World Press Photo winner inspired by Russia’s “irrationality and absurdity”

 Tkachenko's series “Escape,” about hermits, took first place in the “Staged Portraits” category.

Tkachenko's series “Escape,” about hermits, took first place in the “Staged Portraits” category.

Danila Tkachenko takes pleasure and pride in exploring the hidden corners of his native country.

Twenty-five-year-old photographer Danila Tkachenko has traveled the world, but still feels most at home in Russia. “Abroad, everything is organized and comfortable. But there’s no enigma, it doesn’t ask questions like Russia does,” Tkachenko said.

It was an attempt to solve one of these Russian mysteries that led Tkachenko on the journey that brought him victory in the 2014 World Press Photo competition.
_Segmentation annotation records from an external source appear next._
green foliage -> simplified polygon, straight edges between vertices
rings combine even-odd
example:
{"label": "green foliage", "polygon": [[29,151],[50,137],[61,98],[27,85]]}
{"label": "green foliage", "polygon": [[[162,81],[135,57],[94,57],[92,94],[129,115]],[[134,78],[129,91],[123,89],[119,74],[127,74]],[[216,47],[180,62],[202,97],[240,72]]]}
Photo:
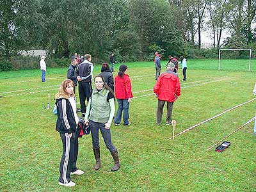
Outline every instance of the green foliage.
{"label": "green foliage", "polygon": [[116,59],[119,61],[138,61],[140,56],[139,38],[136,32],[121,31],[116,36],[113,44]]}

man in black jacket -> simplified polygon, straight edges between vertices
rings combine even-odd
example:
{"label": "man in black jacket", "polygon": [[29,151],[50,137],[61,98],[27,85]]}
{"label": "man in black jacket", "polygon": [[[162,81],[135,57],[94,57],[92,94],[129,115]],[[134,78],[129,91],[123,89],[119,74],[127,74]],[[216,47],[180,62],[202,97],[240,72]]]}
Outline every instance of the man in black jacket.
{"label": "man in black jacket", "polygon": [[93,79],[93,64],[91,61],[92,56],[86,54],[84,55],[84,61],[77,66],[77,79],[78,81],[80,106],[83,116],[84,116],[86,110],[85,99],[87,99],[87,103],[88,103],[92,90],[92,80]]}
{"label": "man in black jacket", "polygon": [[74,85],[74,93],[76,95],[76,86],[77,86],[77,79],[76,79],[76,67],[77,65],[77,61],[74,56],[71,58],[71,64],[68,67],[67,78],[73,81]]}
{"label": "man in black jacket", "polygon": [[110,68],[110,70],[111,72],[114,71],[114,65],[115,63],[116,63],[116,61],[115,60],[114,58],[114,53],[112,53],[111,55],[110,56],[110,63],[111,63],[111,68]]}

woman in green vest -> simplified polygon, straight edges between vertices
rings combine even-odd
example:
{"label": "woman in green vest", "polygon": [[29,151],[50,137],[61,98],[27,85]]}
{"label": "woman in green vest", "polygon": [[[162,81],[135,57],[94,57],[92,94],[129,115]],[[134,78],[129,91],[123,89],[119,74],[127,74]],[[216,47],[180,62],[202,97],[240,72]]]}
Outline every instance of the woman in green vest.
{"label": "woman in green vest", "polygon": [[94,78],[95,88],[89,99],[88,110],[85,114],[84,121],[90,125],[92,132],[92,148],[96,164],[94,168],[97,170],[100,168],[100,145],[99,130],[100,131],[108,149],[114,159],[115,165],[111,171],[117,171],[120,165],[116,148],[111,141],[110,125],[115,115],[115,100],[113,90],[105,83],[102,76]]}

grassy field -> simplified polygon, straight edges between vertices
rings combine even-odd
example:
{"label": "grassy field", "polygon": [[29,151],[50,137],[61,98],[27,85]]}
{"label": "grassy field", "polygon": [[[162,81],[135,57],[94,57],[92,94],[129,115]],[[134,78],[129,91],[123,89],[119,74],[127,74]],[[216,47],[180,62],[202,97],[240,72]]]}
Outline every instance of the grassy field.
{"label": "grassy field", "polygon": [[[218,60],[188,60],[188,81],[180,81],[182,95],[173,107],[175,133],[255,98],[256,62],[252,72],[248,63],[221,61],[218,71]],[[162,125],[156,122],[154,63],[127,64],[134,96],[132,124],[111,127],[121,168],[110,171],[113,159],[101,138],[102,168],[94,170],[92,138],[83,136],[77,165],[85,173],[72,176],[72,189],[58,184],[62,143],[52,111],[67,69],[49,68],[44,83],[39,70],[0,72],[0,191],[256,191],[254,122],[230,136],[231,146],[223,153],[207,150],[255,116],[255,101],[172,140],[165,111]],[[94,74],[99,72],[97,65]],[[51,109],[46,110],[48,93]]]}

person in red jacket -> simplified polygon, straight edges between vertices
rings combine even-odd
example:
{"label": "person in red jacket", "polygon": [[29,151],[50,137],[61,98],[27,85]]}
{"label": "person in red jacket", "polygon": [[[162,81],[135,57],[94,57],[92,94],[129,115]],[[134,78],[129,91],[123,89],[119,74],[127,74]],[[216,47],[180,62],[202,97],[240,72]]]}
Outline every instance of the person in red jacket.
{"label": "person in red jacket", "polygon": [[133,97],[131,79],[127,74],[127,66],[121,65],[118,74],[115,77],[115,96],[118,104],[116,117],[114,120],[115,125],[119,125],[121,122],[122,113],[124,110],[124,125],[129,125],[129,107]]}
{"label": "person in red jacket", "polygon": [[172,124],[173,102],[180,95],[180,81],[178,75],[173,72],[175,65],[170,62],[167,64],[166,67],[167,71],[160,75],[154,86],[154,92],[158,98],[156,120],[157,125],[161,125],[165,102],[167,102],[166,125]]}

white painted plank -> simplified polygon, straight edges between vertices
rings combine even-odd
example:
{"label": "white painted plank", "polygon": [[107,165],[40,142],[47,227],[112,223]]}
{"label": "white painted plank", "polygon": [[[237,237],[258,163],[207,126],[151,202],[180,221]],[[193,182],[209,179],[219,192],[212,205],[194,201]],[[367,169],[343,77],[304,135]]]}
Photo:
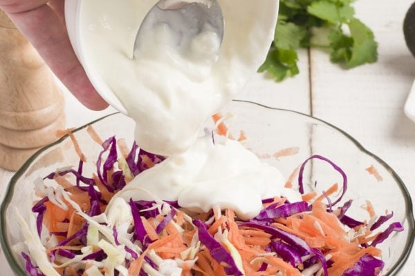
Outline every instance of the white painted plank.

His series “Escape,”about hermits, took first place in the “Staged Portraits” category.

For three years Tkachenko carried out social fieldwork, seeking out hermits’ habitats and living with them, recording their stories and photographing them.
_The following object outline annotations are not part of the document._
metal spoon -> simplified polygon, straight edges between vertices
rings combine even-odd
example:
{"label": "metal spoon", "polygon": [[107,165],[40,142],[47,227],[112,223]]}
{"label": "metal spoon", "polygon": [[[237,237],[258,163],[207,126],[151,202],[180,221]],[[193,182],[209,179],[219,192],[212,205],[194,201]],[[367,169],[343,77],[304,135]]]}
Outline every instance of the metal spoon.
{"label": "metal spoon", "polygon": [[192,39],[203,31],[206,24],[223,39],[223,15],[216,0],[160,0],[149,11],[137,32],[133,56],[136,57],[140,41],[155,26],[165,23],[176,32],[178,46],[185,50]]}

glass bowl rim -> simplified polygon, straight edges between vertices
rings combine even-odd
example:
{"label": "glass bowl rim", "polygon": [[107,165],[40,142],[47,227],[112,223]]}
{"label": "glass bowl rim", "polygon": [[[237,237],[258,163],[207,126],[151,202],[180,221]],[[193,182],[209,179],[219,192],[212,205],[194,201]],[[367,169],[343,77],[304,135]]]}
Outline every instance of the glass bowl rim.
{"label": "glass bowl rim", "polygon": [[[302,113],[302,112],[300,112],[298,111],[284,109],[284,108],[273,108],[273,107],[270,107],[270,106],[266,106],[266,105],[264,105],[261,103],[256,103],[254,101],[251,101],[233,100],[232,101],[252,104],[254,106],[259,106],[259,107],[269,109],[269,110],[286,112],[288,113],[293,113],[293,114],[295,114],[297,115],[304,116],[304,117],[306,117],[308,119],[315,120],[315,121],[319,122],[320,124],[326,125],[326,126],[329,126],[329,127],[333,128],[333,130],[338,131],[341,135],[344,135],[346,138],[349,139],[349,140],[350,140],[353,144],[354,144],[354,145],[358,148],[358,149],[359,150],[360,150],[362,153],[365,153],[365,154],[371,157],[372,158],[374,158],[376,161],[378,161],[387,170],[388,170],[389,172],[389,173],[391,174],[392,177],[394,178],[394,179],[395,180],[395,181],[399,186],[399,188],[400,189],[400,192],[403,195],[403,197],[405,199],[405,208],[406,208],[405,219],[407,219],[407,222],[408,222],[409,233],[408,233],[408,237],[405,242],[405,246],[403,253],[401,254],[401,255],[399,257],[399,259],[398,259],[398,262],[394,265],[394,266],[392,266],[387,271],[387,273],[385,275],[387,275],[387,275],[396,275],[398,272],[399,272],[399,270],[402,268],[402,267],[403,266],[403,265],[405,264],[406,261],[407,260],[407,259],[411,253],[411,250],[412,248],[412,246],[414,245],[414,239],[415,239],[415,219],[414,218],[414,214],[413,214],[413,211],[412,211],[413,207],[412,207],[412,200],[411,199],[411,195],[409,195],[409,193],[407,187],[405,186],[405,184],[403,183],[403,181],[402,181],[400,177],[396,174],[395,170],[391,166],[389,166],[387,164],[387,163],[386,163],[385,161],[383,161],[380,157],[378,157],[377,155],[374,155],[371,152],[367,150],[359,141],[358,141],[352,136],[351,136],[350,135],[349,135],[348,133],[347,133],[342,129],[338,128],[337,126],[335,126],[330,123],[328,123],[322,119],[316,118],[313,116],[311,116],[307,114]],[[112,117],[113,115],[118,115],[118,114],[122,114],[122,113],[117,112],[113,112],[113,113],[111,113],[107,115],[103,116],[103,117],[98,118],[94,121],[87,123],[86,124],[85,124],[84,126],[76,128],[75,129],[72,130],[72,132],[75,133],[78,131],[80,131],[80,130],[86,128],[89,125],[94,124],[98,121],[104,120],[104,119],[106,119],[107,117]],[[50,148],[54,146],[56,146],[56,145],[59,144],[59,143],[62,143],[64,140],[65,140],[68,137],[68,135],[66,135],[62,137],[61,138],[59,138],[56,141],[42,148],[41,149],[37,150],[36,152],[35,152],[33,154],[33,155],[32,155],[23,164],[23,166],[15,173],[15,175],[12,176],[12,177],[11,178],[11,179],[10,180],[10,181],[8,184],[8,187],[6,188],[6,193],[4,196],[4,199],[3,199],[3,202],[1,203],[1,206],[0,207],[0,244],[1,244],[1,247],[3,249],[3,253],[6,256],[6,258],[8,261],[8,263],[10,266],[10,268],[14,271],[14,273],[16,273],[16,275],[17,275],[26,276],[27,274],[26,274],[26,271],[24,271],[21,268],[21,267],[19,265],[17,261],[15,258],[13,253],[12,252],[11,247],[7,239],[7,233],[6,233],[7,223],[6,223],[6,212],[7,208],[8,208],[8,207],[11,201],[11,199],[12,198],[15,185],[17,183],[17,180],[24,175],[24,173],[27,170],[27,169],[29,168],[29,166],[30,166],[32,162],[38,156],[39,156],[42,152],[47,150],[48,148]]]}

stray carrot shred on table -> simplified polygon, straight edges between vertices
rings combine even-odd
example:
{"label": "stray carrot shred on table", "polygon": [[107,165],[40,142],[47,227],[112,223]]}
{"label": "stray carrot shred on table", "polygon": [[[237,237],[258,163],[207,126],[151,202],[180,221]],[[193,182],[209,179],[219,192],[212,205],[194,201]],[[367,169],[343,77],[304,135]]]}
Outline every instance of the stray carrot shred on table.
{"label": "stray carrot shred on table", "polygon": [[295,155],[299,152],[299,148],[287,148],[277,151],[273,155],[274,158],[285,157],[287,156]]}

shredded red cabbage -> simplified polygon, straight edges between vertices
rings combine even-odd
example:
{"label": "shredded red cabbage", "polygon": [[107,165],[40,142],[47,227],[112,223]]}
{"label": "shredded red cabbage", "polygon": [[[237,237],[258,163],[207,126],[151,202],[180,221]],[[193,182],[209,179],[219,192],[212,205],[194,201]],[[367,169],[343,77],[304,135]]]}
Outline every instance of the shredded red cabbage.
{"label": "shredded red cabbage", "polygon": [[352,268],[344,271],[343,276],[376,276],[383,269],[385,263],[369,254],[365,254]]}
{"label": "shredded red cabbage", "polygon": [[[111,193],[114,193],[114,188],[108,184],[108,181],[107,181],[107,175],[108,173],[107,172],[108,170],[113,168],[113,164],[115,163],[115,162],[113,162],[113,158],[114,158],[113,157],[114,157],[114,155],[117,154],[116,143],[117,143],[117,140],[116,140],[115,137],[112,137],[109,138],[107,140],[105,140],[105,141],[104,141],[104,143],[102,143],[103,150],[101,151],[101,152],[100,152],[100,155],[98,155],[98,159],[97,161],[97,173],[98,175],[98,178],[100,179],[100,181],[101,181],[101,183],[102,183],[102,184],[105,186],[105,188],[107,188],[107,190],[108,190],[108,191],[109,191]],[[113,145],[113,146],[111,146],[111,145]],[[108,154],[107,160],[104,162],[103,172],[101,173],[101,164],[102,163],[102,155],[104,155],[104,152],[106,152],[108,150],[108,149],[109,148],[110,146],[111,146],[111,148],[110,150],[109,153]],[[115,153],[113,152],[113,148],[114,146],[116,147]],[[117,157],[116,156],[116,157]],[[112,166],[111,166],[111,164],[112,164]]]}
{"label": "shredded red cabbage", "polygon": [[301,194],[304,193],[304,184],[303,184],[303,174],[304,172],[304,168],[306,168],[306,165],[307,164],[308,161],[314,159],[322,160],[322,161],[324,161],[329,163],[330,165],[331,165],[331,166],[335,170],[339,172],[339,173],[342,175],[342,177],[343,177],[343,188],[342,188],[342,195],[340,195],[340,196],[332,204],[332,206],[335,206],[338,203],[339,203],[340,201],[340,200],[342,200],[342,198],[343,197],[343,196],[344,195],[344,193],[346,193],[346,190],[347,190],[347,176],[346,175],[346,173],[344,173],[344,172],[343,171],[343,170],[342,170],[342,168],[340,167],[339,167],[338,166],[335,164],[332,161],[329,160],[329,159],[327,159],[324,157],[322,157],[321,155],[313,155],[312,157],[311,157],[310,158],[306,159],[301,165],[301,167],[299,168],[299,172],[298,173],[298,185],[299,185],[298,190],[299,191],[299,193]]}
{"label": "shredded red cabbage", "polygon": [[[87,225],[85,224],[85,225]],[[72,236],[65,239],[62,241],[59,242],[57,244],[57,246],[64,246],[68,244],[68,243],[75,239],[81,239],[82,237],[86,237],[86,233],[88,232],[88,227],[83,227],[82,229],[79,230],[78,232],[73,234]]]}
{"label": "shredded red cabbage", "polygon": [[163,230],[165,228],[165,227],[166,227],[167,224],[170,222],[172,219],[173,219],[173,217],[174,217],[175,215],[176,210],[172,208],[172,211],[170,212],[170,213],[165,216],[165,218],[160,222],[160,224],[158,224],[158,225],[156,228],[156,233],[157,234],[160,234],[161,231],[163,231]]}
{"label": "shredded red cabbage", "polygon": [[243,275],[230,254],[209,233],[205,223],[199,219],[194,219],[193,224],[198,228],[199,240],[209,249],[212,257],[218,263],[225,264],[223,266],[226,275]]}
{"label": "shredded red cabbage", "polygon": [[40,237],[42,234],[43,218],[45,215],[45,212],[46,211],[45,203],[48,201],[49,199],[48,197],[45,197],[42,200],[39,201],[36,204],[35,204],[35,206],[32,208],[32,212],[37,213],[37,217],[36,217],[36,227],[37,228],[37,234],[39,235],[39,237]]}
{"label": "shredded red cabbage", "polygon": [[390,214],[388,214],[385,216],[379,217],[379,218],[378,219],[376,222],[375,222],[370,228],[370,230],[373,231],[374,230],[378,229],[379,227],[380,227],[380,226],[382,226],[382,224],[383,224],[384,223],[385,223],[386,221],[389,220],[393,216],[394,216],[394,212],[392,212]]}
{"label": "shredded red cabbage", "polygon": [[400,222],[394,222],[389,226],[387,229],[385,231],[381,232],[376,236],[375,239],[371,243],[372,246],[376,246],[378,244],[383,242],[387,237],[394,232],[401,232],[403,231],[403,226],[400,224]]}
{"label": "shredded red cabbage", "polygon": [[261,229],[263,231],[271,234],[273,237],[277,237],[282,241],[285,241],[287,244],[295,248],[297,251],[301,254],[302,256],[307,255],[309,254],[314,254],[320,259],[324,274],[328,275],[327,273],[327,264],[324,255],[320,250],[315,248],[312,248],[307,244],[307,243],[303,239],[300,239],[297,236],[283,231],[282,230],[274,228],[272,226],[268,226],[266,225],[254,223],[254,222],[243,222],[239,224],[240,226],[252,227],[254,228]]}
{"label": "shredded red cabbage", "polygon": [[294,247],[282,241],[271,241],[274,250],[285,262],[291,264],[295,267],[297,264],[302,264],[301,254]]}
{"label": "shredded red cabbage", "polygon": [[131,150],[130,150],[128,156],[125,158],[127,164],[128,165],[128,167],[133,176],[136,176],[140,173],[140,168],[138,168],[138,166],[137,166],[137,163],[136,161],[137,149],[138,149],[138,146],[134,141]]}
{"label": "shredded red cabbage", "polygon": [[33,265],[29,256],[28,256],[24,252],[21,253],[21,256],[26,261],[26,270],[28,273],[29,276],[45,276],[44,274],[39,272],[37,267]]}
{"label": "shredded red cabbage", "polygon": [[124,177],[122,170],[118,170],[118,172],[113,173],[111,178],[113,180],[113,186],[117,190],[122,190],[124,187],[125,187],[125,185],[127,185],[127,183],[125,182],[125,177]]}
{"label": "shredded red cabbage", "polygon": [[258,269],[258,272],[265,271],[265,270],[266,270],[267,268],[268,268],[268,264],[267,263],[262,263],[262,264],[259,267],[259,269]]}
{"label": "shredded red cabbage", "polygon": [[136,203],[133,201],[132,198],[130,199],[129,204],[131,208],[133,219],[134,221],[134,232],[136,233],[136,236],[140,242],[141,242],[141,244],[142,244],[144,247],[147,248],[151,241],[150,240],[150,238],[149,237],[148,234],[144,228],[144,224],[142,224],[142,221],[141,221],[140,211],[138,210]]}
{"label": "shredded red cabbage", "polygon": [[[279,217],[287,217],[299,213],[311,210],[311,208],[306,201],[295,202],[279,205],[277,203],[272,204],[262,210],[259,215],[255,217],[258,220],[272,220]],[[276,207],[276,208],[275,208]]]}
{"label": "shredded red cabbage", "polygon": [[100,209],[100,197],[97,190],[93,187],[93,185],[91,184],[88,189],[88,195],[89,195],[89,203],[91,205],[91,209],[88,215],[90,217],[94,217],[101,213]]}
For Tkachenko, an important part of the project was about self-identification: “I'm trying to define myself outside of any cultural-historical context or framework imposed by society and stereotypes,” he said. 
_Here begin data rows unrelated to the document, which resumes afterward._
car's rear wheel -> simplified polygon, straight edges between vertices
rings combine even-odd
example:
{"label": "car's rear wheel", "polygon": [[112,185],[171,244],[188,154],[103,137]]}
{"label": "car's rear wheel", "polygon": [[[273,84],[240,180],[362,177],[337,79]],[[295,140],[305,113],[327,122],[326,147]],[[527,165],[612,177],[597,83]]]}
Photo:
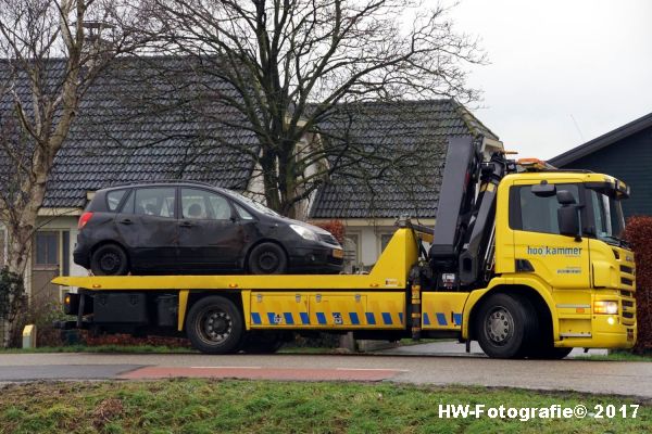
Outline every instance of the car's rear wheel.
{"label": "car's rear wheel", "polygon": [[186,333],[192,346],[202,353],[235,353],[242,341],[242,316],[228,298],[203,297],[188,312]]}
{"label": "car's rear wheel", "polygon": [[261,243],[249,254],[247,265],[252,275],[283,275],[288,269],[288,258],[280,245]]}
{"label": "car's rear wheel", "polygon": [[117,244],[101,245],[90,257],[90,270],[96,276],[125,276],[129,272],[127,253]]}

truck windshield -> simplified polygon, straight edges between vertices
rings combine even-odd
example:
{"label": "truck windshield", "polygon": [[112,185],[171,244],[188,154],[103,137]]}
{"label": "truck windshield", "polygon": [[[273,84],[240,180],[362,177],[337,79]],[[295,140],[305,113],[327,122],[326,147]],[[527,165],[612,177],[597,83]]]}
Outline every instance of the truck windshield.
{"label": "truck windshield", "polygon": [[593,216],[595,216],[595,238],[610,244],[623,245],[625,218],[620,201],[591,190]]}

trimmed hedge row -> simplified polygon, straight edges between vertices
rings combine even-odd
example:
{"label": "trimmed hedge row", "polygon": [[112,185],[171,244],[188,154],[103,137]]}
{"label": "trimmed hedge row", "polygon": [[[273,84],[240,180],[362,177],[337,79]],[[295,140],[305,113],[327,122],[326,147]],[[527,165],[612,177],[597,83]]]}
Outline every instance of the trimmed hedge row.
{"label": "trimmed hedge row", "polygon": [[652,350],[652,217],[630,217],[625,239],[636,256],[638,340],[634,352],[647,353]]}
Before beginning his study of hermits, Tkachenko took a trip to Altai, where he spent a month alone living in the mountains. It was a difficult experience for the Moscow native, who said that his month in Altai was the first time he had encountered such isolation. 

“When you spend a long time away from society, you begin to forget certain social mores. You see things from another perspective and behave differently. In a community, it’s hard to know who you are. You succumb to the influence of society, and how you act is perhaps not what you feel,” Tkachenko said.

Tkachenko has not always been a photographer. He worked as a bartender and made some attempts to set up his own business before picking up a camera five years ago. Intrigued by photography, he enrolled at college to study photojournalism and got a job with a newspaper. But journalism was not for him: “I ​​didn’t want to work to order. You turn into an image-producing robot, and the editor uses your work to manipulate public consciousness,” he said.

Tkachenko had the opportunity to explore more of his own ideas about photography and art at the Rodchenko Moscow School of Photography and Multimedia. After completing his studies, Tkachenko left his newspaper job to devote his time and energy to his own projects.

“Escape”

The hermits Tkachenko photographed were all different: some spent their days erecting totems and inventing new religions; some were vowed to silence and expressed their thoughts only on paper; others dug ponds.

One was growing a new kind of ginseng and asked Tkachenko to bring him a bottle of good wine and cigars. But, in the words of the photographer himself, there’s one characteristic that united them: naturalness. “I noticed that if they were in a bad mood, they’d behave in accordance with this mood without hiding it,” Tkachenko said.

A book with his photographs of hermits was published by Germany’s Peperoni Books and presented at the Vienna Photo Book Festival in June. “Danila’s pictures are not simply a photo report about poor and isolated people in Russia,” said Hannes Wanderer, the founder of Peperoni Books. 

“The project is not about Russia at all. He explores in detail various aspects of the relationship between man and society, between man and nature. What we see in the photos and read in the hermits’ own words would be the same in every corner of the globe. It touches you to the core.”

Today Tkachenko describes himself as a hermit: “My reclusiveness lies in photography. Creativity demands many sacrifices and the subordination of one’s life to the process. It requires you to abandon family and ordinary living, to upset your routine. When you start to question society’s norms, there’s no going back.”

In conflict with the world

Tkachenko’s next project, “Restricted Area,” explores technological progress and its effects on society. The photographs in this collection are of abandoned facilities that once heralded Russia’s great scientific future. The buildings include an unfinished cosmodrome, a mine and an antenna developed for communication with Mars.

In his work, Tkachenko suggests that technological progress is being encouraged by governments as a way of manipulating people to produce things they do not really need. Tkachenko favors internal development and creativity over the latest high-tech device.

His feelings about technology are reflected in his own work process – maybe that’s why he takes most of the pictures with a film camera and uses his digital Pentax 645D only on certain occasions.

Tkachenko draws inspiration for his work from his homeland: “Russia is a unique country. I see irrationality and absurdity everywhere I go,” he said, adding, “all art is born out of some kind of conflict with the world. I see that something doesn’t stack up and start looking for answers through photography. It’s as if reality creates friction, and I can no longer live without being aware of it.”